The Danish Psychiatric Central Research Register20 has recorded all diagnoses assigned at psychiatric hospitals in Denmark since 1969 with a high validity of schizophrenia diagnoses.21 Diagnoses are coded according to the International Classification of Disease, eighth revision (ICD-8) until the end of 1993 and 10th revision (ICD-10) thereafter. We identified all adults (aged ≥18 years) born in Denmark after January 1, 1955, living in Central Denmark Region at first-time schizophrenia diagnosis (ICD-8: 295 excluding 295.79 and ICD-10: F20) between April 1, 2000, and September 30, 2012.

Assessment of metabolic parameters

The clinical laboratory information system records all test results from specimens submitted for analysis by hospitals and general practitioners in the region.22 The database was initiated in the 1990s, but the data are first considered complete since 2000.22 Data include the test name, the test’s nomenclature for properties and units (NPU) code and/or a local analysis number, the test result, the measuring unit, and the dates of ordering and carrying out the analysis. We identified all measures for blood glucose (fasting, non-fasting blood glucose, and hemoglobin A1c [HbA1c]) and lipids (total cholesterol, high-density lipoprotein cholesterol [HDL-C], low-density lipoprotein cholesterol [LDL-C], and triglycerides) at baseline (between 90 days before and 90 days after first-time schizophrenia diagnosis). We used the results measured closest to the day of diagnosis. We categorized lipid levels as normal/abnormal according to the criteria set by the National Cholesterol Education Program (NCEP),23 and blood glucose levels into normal, prediabetes, and diabetes according to the criteria set by the American Diabetes Association (ADA).24 Thresholds, NPU codes, and analysis numbers are given in Table S1.

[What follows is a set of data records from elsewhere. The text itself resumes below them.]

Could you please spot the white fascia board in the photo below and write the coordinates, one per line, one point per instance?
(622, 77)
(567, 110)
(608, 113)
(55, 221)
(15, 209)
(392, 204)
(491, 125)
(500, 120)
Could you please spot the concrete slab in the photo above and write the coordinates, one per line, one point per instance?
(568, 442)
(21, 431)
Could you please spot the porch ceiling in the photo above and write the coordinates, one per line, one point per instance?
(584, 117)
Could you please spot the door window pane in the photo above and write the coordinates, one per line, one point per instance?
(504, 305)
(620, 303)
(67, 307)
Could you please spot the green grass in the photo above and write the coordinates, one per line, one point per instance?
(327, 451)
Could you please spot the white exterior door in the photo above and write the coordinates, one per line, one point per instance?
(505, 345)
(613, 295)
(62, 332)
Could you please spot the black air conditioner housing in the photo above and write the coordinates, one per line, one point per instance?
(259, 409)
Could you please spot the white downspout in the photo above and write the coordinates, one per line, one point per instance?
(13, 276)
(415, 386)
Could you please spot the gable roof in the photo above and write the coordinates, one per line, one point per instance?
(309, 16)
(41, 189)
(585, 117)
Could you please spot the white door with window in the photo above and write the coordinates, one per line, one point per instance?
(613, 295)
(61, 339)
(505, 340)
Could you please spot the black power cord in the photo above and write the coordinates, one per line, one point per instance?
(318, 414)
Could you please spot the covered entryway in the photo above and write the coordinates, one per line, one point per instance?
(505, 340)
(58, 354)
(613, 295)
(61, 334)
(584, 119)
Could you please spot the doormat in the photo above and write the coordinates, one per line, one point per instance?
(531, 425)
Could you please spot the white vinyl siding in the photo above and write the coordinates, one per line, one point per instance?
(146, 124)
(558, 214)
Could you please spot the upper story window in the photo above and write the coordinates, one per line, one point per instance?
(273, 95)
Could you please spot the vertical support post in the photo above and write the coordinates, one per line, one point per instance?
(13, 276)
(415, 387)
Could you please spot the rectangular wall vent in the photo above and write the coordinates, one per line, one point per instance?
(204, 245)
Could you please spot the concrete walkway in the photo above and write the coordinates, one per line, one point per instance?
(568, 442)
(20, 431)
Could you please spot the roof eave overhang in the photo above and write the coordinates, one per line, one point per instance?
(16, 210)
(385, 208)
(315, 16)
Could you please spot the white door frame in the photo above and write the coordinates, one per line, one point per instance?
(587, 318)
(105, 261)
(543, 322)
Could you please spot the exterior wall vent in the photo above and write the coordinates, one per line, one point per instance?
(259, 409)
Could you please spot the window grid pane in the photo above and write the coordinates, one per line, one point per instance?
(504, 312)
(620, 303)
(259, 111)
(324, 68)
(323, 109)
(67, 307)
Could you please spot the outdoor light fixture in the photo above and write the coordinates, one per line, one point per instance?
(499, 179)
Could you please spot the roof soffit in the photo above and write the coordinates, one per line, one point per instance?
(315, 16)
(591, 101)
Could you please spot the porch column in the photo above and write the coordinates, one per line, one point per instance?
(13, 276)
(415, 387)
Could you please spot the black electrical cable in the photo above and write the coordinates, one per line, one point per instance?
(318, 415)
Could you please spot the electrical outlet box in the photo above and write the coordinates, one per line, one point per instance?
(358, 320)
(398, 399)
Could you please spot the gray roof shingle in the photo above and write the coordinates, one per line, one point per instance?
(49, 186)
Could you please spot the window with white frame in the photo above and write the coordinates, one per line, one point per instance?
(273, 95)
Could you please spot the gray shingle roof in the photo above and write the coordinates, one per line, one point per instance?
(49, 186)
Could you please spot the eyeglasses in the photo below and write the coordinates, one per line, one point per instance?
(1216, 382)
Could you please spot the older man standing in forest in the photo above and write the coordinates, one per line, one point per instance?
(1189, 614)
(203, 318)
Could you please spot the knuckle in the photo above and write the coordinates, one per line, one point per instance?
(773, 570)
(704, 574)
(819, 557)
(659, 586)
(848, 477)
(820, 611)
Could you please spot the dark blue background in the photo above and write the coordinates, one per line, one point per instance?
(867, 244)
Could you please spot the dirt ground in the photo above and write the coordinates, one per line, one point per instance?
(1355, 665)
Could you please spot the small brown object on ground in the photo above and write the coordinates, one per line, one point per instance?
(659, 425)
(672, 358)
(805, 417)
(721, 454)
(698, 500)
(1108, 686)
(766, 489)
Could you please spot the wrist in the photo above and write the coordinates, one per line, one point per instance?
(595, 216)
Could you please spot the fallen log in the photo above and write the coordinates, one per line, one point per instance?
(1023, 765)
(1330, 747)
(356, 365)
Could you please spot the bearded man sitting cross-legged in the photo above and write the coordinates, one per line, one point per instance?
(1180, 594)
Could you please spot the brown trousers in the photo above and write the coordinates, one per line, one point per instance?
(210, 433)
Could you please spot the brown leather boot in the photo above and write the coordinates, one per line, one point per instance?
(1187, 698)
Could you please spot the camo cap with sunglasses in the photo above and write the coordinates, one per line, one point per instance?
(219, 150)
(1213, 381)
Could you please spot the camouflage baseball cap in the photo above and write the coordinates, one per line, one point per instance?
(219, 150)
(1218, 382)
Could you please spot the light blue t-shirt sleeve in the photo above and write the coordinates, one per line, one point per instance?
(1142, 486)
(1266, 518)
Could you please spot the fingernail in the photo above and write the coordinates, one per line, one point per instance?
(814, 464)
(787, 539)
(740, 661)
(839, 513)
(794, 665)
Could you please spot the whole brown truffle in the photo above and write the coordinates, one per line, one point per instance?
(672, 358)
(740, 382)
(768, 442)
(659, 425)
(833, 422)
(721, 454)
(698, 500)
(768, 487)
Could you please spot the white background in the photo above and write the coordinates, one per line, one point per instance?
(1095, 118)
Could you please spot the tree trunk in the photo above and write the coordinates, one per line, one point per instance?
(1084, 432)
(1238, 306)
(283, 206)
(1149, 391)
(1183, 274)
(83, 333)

Assessment of baseline characteristics

We obtained information on previous hospitalizations for mental disorders and somatic diseases from the Danish Psychiatric Central Research Register20 and the Danish National Patient Registry25 (defined by ICD codes; Table S2). The Danish National Patient Registry was established in 1977 and contains data on all hospitalizations from nonpsychiatric hospitals, including dates of admission and discharge.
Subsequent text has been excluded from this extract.